Derin bir nefes alarak zihninin içinden çıktığı gibi ortama geri döndü Melih. Birlikte geçirdikleri bu kadar zamandan sonra elbette şirret bir Atakan Polat ile nasıl baş edileceğini öğrenmişti. Sonuna kadar sakinliğini koruyacak ve makaraya devam edecekti.
"Dün akıllıydım, sanayide tulum giyiyordum. Bugün ise bilgeyim, siyah takımı reddediyorum."
"Ne?"
Atakan'ın yüzünde beliren alık ifadeye 'Zınk Erenköy!' diyemeyeceği için kahkaha atmakla yetindi Melih. Deminden beri gülmemek için kendini sıktığı için yanakları kızarmıştı şimdi.
Atakan onun kahkaha atarkenki doğallığını ve yer çekimine yenilerek alnına düşen sarı tutamları seyretti bir süre hayranlıkla. Neredeyse hiç çaba harcamadan almıştı bütün gerginliğini yine. Bu çocukta farklı bir şeyler vardı.
"N-Ne?

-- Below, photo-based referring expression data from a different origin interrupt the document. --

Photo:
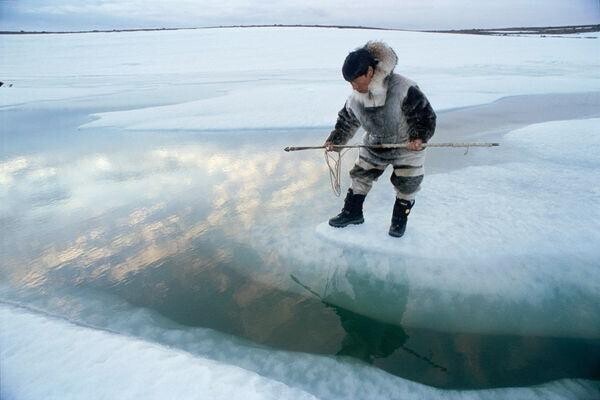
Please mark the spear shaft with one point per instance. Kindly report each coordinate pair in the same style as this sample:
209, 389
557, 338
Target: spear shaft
392, 146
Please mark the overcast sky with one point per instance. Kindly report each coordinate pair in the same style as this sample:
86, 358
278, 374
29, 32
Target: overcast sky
406, 14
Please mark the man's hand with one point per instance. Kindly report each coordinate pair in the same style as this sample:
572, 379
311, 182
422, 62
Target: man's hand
329, 146
415, 145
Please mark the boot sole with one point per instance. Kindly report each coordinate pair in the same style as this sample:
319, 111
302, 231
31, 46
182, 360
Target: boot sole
355, 222
395, 234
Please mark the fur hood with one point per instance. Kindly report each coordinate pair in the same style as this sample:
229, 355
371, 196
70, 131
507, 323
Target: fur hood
387, 60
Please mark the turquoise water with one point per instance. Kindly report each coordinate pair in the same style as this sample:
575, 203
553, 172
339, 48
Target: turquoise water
173, 222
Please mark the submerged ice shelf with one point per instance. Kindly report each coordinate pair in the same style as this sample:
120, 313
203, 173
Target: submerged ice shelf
49, 357
504, 248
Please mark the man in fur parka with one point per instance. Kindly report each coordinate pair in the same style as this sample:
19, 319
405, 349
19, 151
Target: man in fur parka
392, 110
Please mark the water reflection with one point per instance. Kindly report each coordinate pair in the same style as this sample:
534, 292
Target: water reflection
194, 228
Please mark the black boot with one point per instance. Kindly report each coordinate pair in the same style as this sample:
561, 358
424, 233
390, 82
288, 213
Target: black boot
352, 211
400, 216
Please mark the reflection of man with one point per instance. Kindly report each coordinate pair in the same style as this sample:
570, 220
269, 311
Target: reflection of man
392, 110
367, 339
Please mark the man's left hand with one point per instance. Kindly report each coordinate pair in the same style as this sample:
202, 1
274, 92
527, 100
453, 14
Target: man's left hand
415, 145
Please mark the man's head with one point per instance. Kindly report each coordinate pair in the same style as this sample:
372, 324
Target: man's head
358, 69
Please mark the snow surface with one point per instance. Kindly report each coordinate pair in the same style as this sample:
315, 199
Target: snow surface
523, 232
48, 357
267, 77
522, 243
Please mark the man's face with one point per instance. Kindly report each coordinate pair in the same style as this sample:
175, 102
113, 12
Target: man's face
361, 84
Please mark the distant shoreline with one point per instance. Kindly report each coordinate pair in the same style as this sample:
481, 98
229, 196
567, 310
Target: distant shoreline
516, 31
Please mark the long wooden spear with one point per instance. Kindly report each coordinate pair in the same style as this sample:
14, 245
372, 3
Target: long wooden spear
391, 146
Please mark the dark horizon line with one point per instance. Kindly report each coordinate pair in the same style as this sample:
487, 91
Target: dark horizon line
536, 29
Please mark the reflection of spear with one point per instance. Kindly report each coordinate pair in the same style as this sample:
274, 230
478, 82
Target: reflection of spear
392, 146
338, 309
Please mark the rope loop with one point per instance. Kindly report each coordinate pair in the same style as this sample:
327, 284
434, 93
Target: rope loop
335, 166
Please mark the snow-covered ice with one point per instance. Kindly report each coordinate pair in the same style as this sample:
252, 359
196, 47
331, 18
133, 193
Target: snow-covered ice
506, 246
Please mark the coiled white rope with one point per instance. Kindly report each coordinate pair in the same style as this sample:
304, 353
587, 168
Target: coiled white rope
335, 167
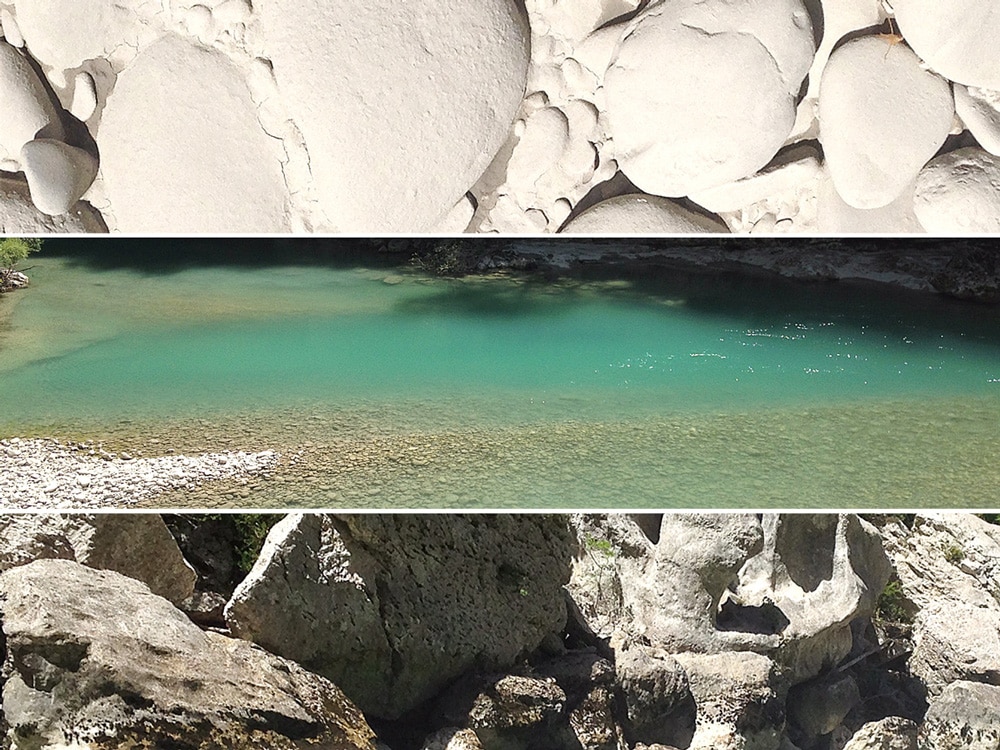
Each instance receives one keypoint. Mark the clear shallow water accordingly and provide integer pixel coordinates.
(385, 388)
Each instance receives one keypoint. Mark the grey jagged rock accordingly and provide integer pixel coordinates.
(669, 591)
(949, 569)
(136, 545)
(890, 733)
(92, 659)
(394, 607)
(819, 706)
(659, 707)
(798, 580)
(963, 717)
(740, 699)
(566, 702)
(820, 572)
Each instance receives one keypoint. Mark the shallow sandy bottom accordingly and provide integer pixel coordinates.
(942, 453)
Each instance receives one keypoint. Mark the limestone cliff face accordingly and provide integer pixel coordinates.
(605, 632)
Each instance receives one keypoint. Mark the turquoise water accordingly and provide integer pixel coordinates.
(339, 358)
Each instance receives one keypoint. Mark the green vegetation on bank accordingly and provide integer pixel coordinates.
(14, 250)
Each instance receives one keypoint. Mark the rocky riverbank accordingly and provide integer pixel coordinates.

Neye güldün bu kadar?"
Dilini yanaklarının içinde gezdirerek bundan rahatsız olmuş gibi görünmeye çalıştı ama bıraksalar dikildiği yerde saatlerce onu izleyebilir, hatta biraz cesareti olsa tutup öpebilirdi de.
"Ulan Atakan..."
Melih ufak kıkırtılarla kendini toparlarken 'Acaba derdimi anlatabildim mi?' diye düşünüyordu. Aytaç'ın düğününe Atakan'ın ucuz bir kopyası olarak değil, kendi gibi gitmek istiyordu. Mümkünse renkli...
"Hiç güleceğim yoktu var ya. Allah da seni güldürsün."
Amin, dedi Atakan içinden.
Duam belli, duyan belli.
Melih gülmekten yaşaran gözlerini elinin tersiyle sildikten sonra muzip bir tonda "Tartışmaya nokta koymak için 'Zevkler ve renkler.' diyeceğim ama sen şimdi onun için de kavga edersin benle." dediğinde görevli de güldü onunla beraber. Atakan anında kurulmuştu:
"Şşş... N'oluyor birader? Sen niye gülüyo'n bizim aramızdaki mevzuya? Komik mi?"
"P-Pardon, kusura bakmayın."
Atakan'ın atarlı çıkışına ve sert bakışlarına maruz kalınca bir tatsızlık çıkmasın diye elindeki askılıklarla beraber ufak ufak uzaklaştı görevli ama ilgili bakışları hâlâ Melih'in üzerindeydi. Her ne kadar Melih fark etmemiş olsa da Atakan bunun gayet farkındaydı. Ve Melih bunu gay olmadığı için (ya da gay radarı olmadığı için) değil, tamamen saf olduğu ve herkesi kendi gibi iyi niyetli sandığı için göremiyordu.
Her güzelin bir kusuru vardır, diye iç geçirdi delikanlı. Melih'in süt gibi temiz olması ona aşık olma nedenlerinden biriydi zaten. Kaldı ki, küfür ederken bile (sinkaflı küfürleri bir kenara bırakırsak) "lan" ve "anasını satayım" dan ileri gidemeyen biri için çok da elzem bir özellik değildi bu gay radarı. Pekâlâ Atakan onun yerine yapabilirdi bunu. Ve diğer tüm pis işleri...
Yeter ki Melih yanında ve güvende olsun.
"Ulan Atakan ne kasıntısın ya... Niye tersliyorsun adamı? Gülemez mi?"
Sırıttı elinde olmadan:
"Komikti ayrıca. Sen de güldün, gördüm."
Atakan onu duymamış gibi yüzünü buruşturup bakışlarını etrafındaki diğer raflara ve askılıklarda gezdirmeye başladığında "İlle herkes tek tip mi olacak?" diye sordu Melih düz bir sesle.
"...Bırak kim neye gülerse gülsün. Kim ne renk giyerse giysin. Düğüne gidiyoruz, mahkemeye değil. Sal kendini biraz. Neşelen ya!" diye isyan etti sonunda delikanlı. Atakan'la ikinci boktan kavgalarını ettiklerine inanamıyordu.
"Hee... Bırakayım da Cizreli Aziz Amca gibi git düğüne. Çorabına kadar turuncu, kırmızı falan..? Kafana da sim dökeriz?"
"Ulan..."
Melih alt dudağının içini dişleyerek sert sert baktı bir süre. Hem ona 'Neyin var lan senin?! İstediğimi giyerim. Sana ne?!' diye çıkışmak istiyor; hem de bu kadar küçük, siktiri boktan meseleden olay çıkartmak istemiyordu. Bu yüzden derin nefesler alarak kendini sakinleştirmeye çalıştı.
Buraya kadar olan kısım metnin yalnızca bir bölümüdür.